We assumed earlier that our tables are InnoDB
tables, so
--single-transaction
uses a
consistent read and guarantees that data seen by
mysqldump does not change. (Changes made by
other clients to InnoDB
tables are not seen
by the mysqldump process.) If we do also have
other types of tables, we must assume that they are not changed
during the backup. For example, for the
MyISAM
tables in the mysql
database, we must assume that no administrative changes are
being made to MySQL accounts during the backup.
The resulting .sql
file produced by
mysqldump contains a set of SQL
INSERT
statements that can be
used to reload the dumped tables at a later time.

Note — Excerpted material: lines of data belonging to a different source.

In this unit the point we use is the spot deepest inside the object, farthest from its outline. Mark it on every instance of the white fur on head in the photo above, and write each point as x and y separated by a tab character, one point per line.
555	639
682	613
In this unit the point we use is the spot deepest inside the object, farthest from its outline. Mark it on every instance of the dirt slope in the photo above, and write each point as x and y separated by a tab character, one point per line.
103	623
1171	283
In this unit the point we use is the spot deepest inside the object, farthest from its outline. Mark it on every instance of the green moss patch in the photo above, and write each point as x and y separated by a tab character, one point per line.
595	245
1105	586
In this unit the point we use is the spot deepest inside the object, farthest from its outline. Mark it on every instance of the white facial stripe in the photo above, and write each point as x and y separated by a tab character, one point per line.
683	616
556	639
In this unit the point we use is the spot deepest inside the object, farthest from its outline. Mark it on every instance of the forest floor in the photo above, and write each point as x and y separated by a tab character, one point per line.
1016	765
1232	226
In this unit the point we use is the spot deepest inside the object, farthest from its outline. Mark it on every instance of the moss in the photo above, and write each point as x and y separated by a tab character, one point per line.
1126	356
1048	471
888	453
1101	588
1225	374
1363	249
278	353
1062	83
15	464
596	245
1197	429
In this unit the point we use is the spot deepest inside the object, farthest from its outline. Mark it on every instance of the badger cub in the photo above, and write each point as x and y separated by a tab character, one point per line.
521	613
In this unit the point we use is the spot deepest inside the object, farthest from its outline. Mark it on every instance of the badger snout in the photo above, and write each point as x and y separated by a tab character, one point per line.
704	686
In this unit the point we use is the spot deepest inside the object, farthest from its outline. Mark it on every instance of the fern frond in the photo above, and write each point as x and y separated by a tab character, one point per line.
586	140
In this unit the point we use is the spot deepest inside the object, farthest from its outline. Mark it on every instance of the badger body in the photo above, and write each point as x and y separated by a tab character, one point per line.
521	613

Full backups are necessary, but they are not always convenient. They produce large backup files and take time to generate. They are not optimal in the sense that each successive full backup includes all data, even that part that has not changed since the previous full backup. After we have made the initial full backup, it is more efficient to make incremental backups. They are smaller and take less time to produce. The tradeoff is that, at recovery time, you cannot restore your data just by reloading the full backup. You must also process the incremental backups to recover the incremental changes.
To make incremental backups, we need to save the incremental
changes. The MySQL server should always be started with the
--log-bin
option so that it
stores these changes in a file while it updates data. This
option enables binary logging, so that the server writes each
SQL statement that updates data into a file called a MySQL
binary log. Looking at the data directory of a MySQL server that
was started with the --log-bin
option and that has been running for some days, we find these
MySQL binary log files:
-rw-rw---- 1 guilhem guilhem 1277324 Nov 10 23:59 gbichot2-bin.000001 -rw-rw---- 1 guilhem guilhem 4 Nov 10 23:59 gbichot2-bin.000002 -rw-rw---- 1 guilhem guilhem 79 Nov 11 11:06 gbichot2-bin.000003 -rw-rw---- 1 guilhem guilhem 508 Nov 11 11:08 gbichot2-bin.000004 -rw-rw---- 1 guilhem guilhem 220047446 Nov 12 16:47 gbichot2-bin.000005 -rw-rw---- 1 guilhem guilhem 998412 Nov 14 10:08 gbichot2-bin.000006 -rw-rw---- 1 guilhem guilhem 361 Nov 14 10:07 gbichot2-bin.index
Each time it restarts, the MySQL server creates a new binary log
file using the next number in the sequence. While the server is
running, you can also tell it to close the current binary log
file and begin a new one manually by issuing a
FLUSH LOGS
SQL
statement or with a mysqladmin flush-logs
command. mysqldump also has an option to
flush the logs. The .index
file in the data
directory contains the list of all MySQL binary logs in the
directory. This file is used for replication.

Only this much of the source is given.